La gratitudine aumenta la nostra resilienza, cioè la capacità di resistere allo stress. Questo termine viene usato sovente nella quotidianità con un’accezione abitualmente negativa. Tuttavia, lo stress è quella reazione positiva e salvavita che consente a noi di scappare dai pericoli e di ricostruire un equilibrio biologico e psichico quando ci siano delle perturbazioni ambientali.
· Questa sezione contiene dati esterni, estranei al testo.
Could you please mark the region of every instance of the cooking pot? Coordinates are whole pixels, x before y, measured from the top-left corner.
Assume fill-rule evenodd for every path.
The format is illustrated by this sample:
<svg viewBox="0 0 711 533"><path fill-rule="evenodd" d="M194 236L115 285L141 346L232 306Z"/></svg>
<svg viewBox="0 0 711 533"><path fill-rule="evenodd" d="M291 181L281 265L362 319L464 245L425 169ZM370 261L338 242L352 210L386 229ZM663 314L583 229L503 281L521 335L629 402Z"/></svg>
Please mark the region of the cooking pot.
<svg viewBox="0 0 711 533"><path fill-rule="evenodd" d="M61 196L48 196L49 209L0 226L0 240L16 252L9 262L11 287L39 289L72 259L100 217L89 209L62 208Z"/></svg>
Il problema insorge quando il meccanismo dello stress venga stimolato di frequente – come accade nei nostri ritmi forsennati giornalieri – perché in tali casi la sua attivazione diventa cronica e fuori controllo. Una persona che affronti ogni giorno il traffico congestionato per recarsi al lavoro e magari lì riceva vessazioni dal proprio responsabile o si trovi subissata da un infinito numero di pratiche, innescherà inconsapevolmente la reazione da stress (cuore e respiro che accelerano, muscoli che si contraggono, pupille che si dilatano ecc.) anche per piccole vicende insignificanti, come una piccola marachella di un figlio. La resilienza è la corazza che protegge dallo stress, paragonabile a una sorta di intercapedine interposta tra ciò che l’ambiente ci comunica e la nostra reazione riflessa. La resilienza, favorita dal sentimento di gratitudine, fa sì che noi affrontiamo meno di petto le situazioni.